Five Myths About Helping the Philippines

Mon, 12/09/2013 - 1:27pm

Five Myths About Helping the Philippines by Jessica Alexander, Washington Post.

Hat Tip to Dave Maxwell who writes “Probably one of the best articles on aid I have read in a long time. Although focused on the Philippines it applies to nearly every humanitarian assistance and disaster relief situation.”

The Five Myths:

1. Locals in disaster areas wait for the international community to come save them.

2. Goods and services are “free” donations.

3. If aid agencies give affected people cash, they won’t spend it on the right things.

4. Earmarking donations guarantees that the money will be well spent.

5. Volunteers on the ground are always a help.

Read on for much more concerning the five myths.

Comments

These 5 myths are right out of the Joint Humanitarian Operations Course and are the patented answer as to why only official aid organizations should be allowed to play and hold some valid points regarding donations, etc., but the real question is this:

“How much aid should be given to a specific country, who year after year has the same natural disasters, the same generous donations from aid agencies, but fails to mitigate prior to the next Typhoon season?”

All the while, their politicians keep getting richer from syphoning aid off or giving it out to their constituents, as if it came from them?

USAID seems to forget that this is taxpayer $$$ they are so generously giving away, regardless if it really is only 1% of the budget, which they like to claim.
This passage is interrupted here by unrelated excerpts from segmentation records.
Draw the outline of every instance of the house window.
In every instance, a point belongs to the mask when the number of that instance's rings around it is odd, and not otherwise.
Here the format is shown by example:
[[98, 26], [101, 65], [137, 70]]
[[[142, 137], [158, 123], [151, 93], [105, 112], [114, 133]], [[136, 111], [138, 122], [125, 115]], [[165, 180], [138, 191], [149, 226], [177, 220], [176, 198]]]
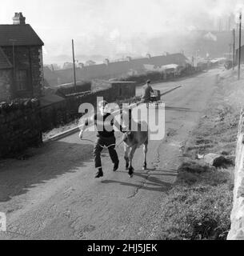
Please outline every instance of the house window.
[[27, 70], [16, 71], [17, 90], [26, 90], [28, 86]]

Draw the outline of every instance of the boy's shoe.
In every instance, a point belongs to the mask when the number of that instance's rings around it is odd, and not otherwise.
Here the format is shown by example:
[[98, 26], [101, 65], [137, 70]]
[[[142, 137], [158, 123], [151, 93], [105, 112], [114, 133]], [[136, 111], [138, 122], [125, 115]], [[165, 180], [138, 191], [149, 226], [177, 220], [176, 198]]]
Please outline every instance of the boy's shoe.
[[114, 163], [114, 171], [116, 171], [118, 169], [119, 161]]
[[98, 178], [101, 177], [103, 177], [103, 172], [102, 168], [98, 169], [98, 171], [96, 174], [95, 178]]

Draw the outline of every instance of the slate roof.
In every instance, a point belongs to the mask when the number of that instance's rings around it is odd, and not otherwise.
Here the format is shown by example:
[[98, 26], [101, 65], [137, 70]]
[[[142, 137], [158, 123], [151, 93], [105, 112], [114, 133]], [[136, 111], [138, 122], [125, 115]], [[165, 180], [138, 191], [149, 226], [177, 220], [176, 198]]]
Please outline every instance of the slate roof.
[[10, 62], [8, 58], [4, 54], [3, 50], [0, 47], [0, 70], [6, 70], [12, 68], [12, 65]]
[[0, 25], [0, 46], [44, 46], [43, 42], [29, 24]]

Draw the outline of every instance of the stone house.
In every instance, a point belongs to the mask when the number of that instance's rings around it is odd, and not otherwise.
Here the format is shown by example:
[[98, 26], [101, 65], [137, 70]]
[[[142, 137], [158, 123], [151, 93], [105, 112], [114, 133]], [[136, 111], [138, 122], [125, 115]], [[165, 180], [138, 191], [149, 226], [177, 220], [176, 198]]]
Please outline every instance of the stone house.
[[0, 101], [37, 98], [44, 86], [42, 46], [22, 13], [0, 24]]

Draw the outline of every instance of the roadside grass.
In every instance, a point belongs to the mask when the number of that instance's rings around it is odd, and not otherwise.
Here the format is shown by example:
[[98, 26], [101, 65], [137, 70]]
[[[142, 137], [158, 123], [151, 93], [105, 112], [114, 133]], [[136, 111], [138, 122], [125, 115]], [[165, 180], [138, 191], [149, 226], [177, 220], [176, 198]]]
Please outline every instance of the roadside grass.
[[[229, 86], [230, 84], [226, 84]], [[218, 84], [183, 153], [178, 179], [161, 205], [162, 240], [226, 240], [230, 229], [238, 108], [225, 101]], [[232, 164], [216, 168], [198, 159], [213, 153]]]

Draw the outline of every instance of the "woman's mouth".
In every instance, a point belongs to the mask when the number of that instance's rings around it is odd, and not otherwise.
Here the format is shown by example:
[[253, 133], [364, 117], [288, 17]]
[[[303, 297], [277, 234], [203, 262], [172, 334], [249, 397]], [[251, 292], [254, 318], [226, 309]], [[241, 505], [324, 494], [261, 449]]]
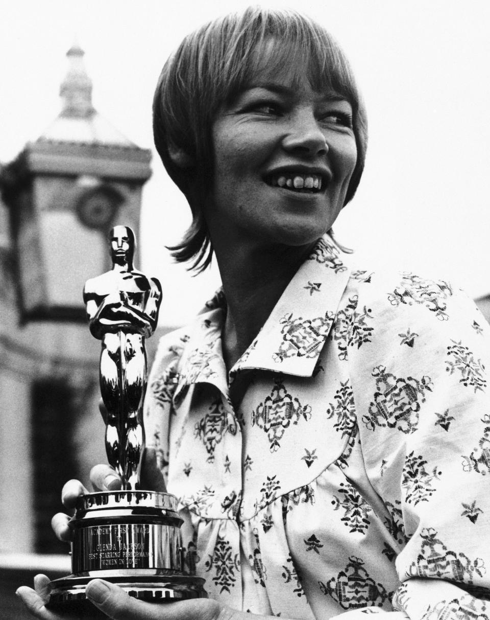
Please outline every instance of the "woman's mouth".
[[319, 174], [297, 174], [281, 172], [266, 177], [266, 183], [273, 187], [281, 187], [292, 192], [315, 193], [322, 189]]

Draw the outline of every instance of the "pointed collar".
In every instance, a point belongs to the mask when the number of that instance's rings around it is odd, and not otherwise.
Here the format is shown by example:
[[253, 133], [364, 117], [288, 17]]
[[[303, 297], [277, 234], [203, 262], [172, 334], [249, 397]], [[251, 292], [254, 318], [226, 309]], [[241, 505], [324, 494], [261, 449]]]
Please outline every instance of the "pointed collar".
[[230, 381], [248, 368], [312, 376], [351, 274], [344, 257], [328, 236], [318, 240], [230, 370]]
[[[351, 268], [325, 236], [287, 286], [254, 342], [230, 371], [261, 368], [311, 376], [330, 333]], [[181, 360], [177, 397], [186, 386], [208, 383], [227, 394], [221, 347], [226, 302], [222, 290], [198, 316]]]

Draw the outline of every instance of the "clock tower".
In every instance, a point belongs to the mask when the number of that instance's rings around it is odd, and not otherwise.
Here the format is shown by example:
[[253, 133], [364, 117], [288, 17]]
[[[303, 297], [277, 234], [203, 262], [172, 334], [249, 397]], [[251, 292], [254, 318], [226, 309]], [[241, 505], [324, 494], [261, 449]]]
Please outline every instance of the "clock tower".
[[94, 109], [83, 50], [67, 56], [59, 114], [0, 166], [0, 557], [64, 552], [61, 489], [105, 460], [82, 291], [111, 267], [113, 226], [138, 236], [151, 174], [151, 151]]
[[85, 321], [85, 281], [108, 268], [106, 237], [121, 223], [138, 231], [151, 151], [112, 126], [92, 104], [77, 45], [67, 53], [62, 108], [4, 168], [23, 322]]

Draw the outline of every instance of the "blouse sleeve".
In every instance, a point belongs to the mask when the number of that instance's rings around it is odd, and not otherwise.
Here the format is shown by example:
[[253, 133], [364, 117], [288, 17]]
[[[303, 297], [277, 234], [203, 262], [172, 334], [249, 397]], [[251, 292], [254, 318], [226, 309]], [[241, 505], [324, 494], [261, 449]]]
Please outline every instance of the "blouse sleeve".
[[461, 291], [412, 277], [367, 301], [372, 342], [349, 358], [366, 472], [401, 529], [393, 609], [488, 620], [490, 330]]
[[178, 380], [178, 367], [186, 337], [180, 330], [160, 339], [144, 399], [145, 442], [157, 454], [165, 484], [168, 473], [168, 433], [172, 399]]

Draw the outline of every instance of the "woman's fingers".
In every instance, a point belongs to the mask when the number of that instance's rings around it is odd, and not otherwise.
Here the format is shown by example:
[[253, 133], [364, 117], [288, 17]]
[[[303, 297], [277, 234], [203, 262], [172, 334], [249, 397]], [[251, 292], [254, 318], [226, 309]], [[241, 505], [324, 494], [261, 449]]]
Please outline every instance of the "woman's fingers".
[[37, 575], [34, 577], [34, 590], [23, 585], [15, 594], [19, 596], [25, 606], [34, 618], [40, 620], [68, 620], [69, 616], [62, 616], [50, 609], [45, 605], [50, 599], [50, 580], [45, 575]]
[[143, 453], [141, 487], [151, 491], [167, 490], [162, 472], [157, 464], [157, 453], [153, 448], [146, 448]]
[[61, 489], [61, 501], [65, 508], [75, 507], [79, 495], [84, 495], [89, 492], [79, 480], [69, 480]]
[[[224, 610], [222, 605], [209, 599], [182, 601], [170, 605], [145, 603], [101, 579], [90, 582], [85, 593], [96, 607], [113, 620], [217, 620]], [[232, 615], [230, 613], [230, 620]]]
[[95, 465], [90, 471], [94, 491], [116, 491], [121, 488], [121, 478], [109, 465]]
[[63, 512], [58, 512], [51, 520], [51, 526], [56, 538], [64, 542], [69, 542], [72, 539], [72, 530], [68, 525], [71, 520], [71, 518]]
[[50, 578], [45, 575], [36, 575], [34, 577], [34, 590], [38, 596], [45, 603], [47, 603], [50, 600], [51, 594], [50, 583]]

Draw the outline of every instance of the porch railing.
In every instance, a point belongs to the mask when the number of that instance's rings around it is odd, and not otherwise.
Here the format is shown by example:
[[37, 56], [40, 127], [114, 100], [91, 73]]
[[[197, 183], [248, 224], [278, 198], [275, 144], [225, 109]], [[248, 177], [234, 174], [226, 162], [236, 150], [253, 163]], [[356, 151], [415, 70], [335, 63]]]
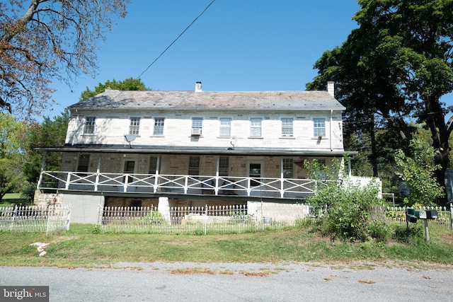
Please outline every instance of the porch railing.
[[38, 189], [305, 198], [314, 185], [308, 179], [44, 171]]

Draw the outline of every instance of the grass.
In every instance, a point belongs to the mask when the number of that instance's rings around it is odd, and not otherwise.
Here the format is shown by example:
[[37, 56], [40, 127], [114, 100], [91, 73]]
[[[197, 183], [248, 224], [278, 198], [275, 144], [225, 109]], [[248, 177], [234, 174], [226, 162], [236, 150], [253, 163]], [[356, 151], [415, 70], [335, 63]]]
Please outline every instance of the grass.
[[24, 202], [21, 193], [6, 193], [0, 200], [0, 207], [11, 207], [11, 204], [21, 204]]
[[[451, 264], [453, 231], [430, 226], [425, 242], [421, 223], [411, 226], [411, 243], [331, 242], [306, 226], [228, 235], [93, 233], [93, 226], [71, 224], [69, 231], [0, 233], [0, 266], [93, 267], [118, 262], [274, 262], [403, 260]], [[396, 227], [405, 234], [406, 225]], [[399, 228], [399, 233], [398, 229]], [[401, 235], [401, 237], [404, 237]], [[39, 257], [35, 242], [50, 243]], [[180, 272], [183, 273], [183, 272]]]

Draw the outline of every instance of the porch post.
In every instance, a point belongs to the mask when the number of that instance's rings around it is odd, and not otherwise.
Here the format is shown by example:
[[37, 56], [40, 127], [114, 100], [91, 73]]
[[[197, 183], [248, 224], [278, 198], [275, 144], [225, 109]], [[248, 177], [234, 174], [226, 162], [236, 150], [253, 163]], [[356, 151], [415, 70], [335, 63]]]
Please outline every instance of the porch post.
[[217, 156], [217, 163], [215, 168], [215, 187], [214, 188], [214, 194], [219, 194], [219, 167], [220, 166], [220, 156]]
[[154, 178], [154, 189], [153, 192], [156, 193], [157, 192], [157, 186], [159, 185], [159, 170], [161, 165], [161, 156], [157, 156], [157, 162], [156, 163], [156, 176]]
[[283, 158], [280, 158], [280, 197], [283, 198], [285, 195], [284, 187], [284, 179], [283, 179]]
[[45, 165], [45, 158], [47, 156], [47, 151], [44, 151], [44, 154], [42, 155], [42, 163], [41, 163], [41, 172], [40, 172], [40, 178], [38, 180], [38, 184], [36, 185], [36, 188], [39, 189], [41, 186], [41, 182], [42, 181], [42, 173], [44, 173], [44, 166]]
[[96, 168], [96, 180], [94, 182], [94, 191], [98, 191], [98, 185], [99, 184], [99, 173], [101, 173], [101, 156], [98, 158], [98, 168]]

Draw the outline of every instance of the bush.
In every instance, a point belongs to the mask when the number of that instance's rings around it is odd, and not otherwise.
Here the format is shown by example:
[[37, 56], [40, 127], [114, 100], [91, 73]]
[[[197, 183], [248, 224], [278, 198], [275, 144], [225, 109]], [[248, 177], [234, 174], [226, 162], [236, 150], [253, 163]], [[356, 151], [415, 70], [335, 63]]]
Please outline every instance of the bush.
[[[321, 232], [348, 241], [386, 241], [389, 227], [386, 224], [377, 184], [361, 186], [348, 177], [341, 180], [342, 166], [336, 161], [332, 170], [314, 161], [306, 162], [316, 179], [315, 194], [309, 203], [321, 224]], [[321, 171], [322, 173], [320, 173]], [[322, 179], [319, 179], [319, 175]]]

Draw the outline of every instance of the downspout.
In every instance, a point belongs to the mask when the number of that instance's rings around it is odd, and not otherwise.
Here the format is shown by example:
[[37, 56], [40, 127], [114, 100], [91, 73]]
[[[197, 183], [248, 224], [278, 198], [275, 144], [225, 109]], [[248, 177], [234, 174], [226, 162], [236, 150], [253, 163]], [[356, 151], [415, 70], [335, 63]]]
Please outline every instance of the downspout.
[[332, 149], [332, 115], [333, 114], [333, 110], [331, 110], [331, 122], [328, 124], [328, 129], [329, 129], [329, 141], [330, 141], [330, 144], [331, 144], [331, 151], [332, 151], [333, 149]]
[[76, 134], [77, 134], [77, 130], [79, 129], [79, 110], [77, 110], [76, 109], [76, 112], [77, 112], [77, 117], [76, 118], [76, 127], [74, 130], [74, 134], [72, 134], [71, 146], [74, 146], [74, 141], [76, 139]]
[[41, 182], [42, 181], [42, 174], [44, 173], [44, 168], [45, 165], [45, 158], [47, 155], [47, 151], [44, 151], [42, 155], [42, 163], [41, 163], [41, 172], [40, 173], [40, 178], [38, 180], [38, 184], [36, 185], [36, 189], [39, 189], [41, 186]]

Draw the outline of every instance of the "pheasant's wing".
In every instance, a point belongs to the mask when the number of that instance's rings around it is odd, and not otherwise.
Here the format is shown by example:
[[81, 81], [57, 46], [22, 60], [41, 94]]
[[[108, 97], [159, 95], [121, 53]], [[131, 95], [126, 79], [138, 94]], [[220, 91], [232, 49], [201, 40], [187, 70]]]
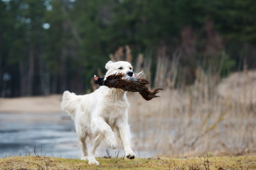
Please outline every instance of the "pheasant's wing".
[[144, 74], [144, 70], [142, 70], [142, 71], [140, 72], [135, 73], [135, 76], [142, 76], [143, 74]]
[[149, 89], [146, 87], [143, 91], [139, 91], [139, 94], [142, 95], [142, 96], [146, 101], [150, 101], [153, 98], [159, 97], [159, 96], [156, 96], [156, 94], [159, 92], [159, 91], [162, 90], [163, 89], [156, 89], [153, 91], [151, 91], [149, 90]]

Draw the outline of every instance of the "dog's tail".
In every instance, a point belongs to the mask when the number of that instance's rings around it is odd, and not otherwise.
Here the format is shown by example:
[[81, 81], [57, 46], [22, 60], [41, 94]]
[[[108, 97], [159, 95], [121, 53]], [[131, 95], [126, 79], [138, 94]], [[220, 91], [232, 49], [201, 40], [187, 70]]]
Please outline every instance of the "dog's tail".
[[81, 96], [77, 96], [74, 93], [70, 93], [68, 91], [64, 91], [61, 102], [61, 109], [68, 112], [73, 118], [75, 118], [81, 98]]

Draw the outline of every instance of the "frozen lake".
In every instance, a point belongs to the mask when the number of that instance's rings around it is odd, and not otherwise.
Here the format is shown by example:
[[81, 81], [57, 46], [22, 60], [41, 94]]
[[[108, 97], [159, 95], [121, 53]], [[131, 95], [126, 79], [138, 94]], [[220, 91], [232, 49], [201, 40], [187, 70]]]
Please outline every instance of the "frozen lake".
[[[65, 113], [0, 113], [0, 157], [26, 156], [29, 154], [79, 159], [80, 149], [75, 125]], [[96, 157], [118, 154], [100, 146]]]

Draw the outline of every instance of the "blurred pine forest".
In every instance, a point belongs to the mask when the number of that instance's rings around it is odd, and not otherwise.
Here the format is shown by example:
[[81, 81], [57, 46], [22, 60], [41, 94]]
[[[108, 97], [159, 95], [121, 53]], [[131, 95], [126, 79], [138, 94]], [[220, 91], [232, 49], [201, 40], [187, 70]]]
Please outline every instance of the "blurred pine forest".
[[85, 93], [110, 55], [168, 88], [255, 69], [256, 1], [0, 0], [0, 96]]

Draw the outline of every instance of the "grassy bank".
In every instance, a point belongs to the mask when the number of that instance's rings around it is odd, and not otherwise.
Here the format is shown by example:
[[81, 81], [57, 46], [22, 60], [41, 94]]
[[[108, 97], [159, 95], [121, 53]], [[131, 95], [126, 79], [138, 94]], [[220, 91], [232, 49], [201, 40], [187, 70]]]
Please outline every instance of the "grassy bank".
[[80, 159], [28, 156], [0, 159], [0, 169], [256, 169], [256, 156], [191, 158], [100, 158], [100, 165]]

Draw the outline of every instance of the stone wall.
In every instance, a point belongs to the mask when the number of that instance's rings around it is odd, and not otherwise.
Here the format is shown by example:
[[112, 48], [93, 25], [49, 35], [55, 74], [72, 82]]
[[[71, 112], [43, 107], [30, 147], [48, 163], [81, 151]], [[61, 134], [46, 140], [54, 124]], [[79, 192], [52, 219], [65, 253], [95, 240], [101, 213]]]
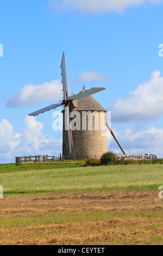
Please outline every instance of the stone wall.
[[[74, 114], [72, 112], [73, 112], [72, 111], [71, 114]], [[95, 158], [96, 156], [97, 158], [99, 158], [103, 153], [107, 152], [106, 112], [97, 111], [94, 112], [89, 111], [86, 113], [84, 113], [83, 111], [79, 112], [80, 117], [81, 130], [72, 131], [73, 147], [72, 148], [72, 154], [70, 155], [68, 132], [64, 130], [65, 113], [63, 112], [62, 154], [72, 157], [83, 158], [85, 156]], [[91, 120], [93, 121], [92, 124], [90, 122]], [[97, 130], [98, 126], [99, 126], [98, 130]], [[86, 129], [86, 130], [82, 130], [83, 127], [84, 129]]]

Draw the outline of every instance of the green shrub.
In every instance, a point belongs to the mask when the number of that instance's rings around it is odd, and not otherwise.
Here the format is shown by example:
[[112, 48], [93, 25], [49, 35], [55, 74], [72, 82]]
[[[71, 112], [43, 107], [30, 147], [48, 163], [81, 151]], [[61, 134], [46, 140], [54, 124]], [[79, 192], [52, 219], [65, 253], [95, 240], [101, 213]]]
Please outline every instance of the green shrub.
[[98, 160], [97, 159], [89, 159], [86, 161], [86, 164], [87, 166], [99, 166], [101, 165], [101, 161], [100, 160]]
[[103, 154], [100, 161], [103, 165], [116, 164], [117, 162], [116, 155], [111, 151]]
For some developing countries this has turned into nothing but a cash cow and will continue until mitigation benchmarks are set requiring noticeable improvements or the $$$ stop. This is exactly what the National Flood Insurance Program did to areas where taxpayers were paying for the rebuilding of homes in Hurricane and Flood prone areas up to 3 times. If a program like this is good enough for the tax paying citizens of America, then it is definitely good enough for developing countries who are recipients of U.S. funded aid.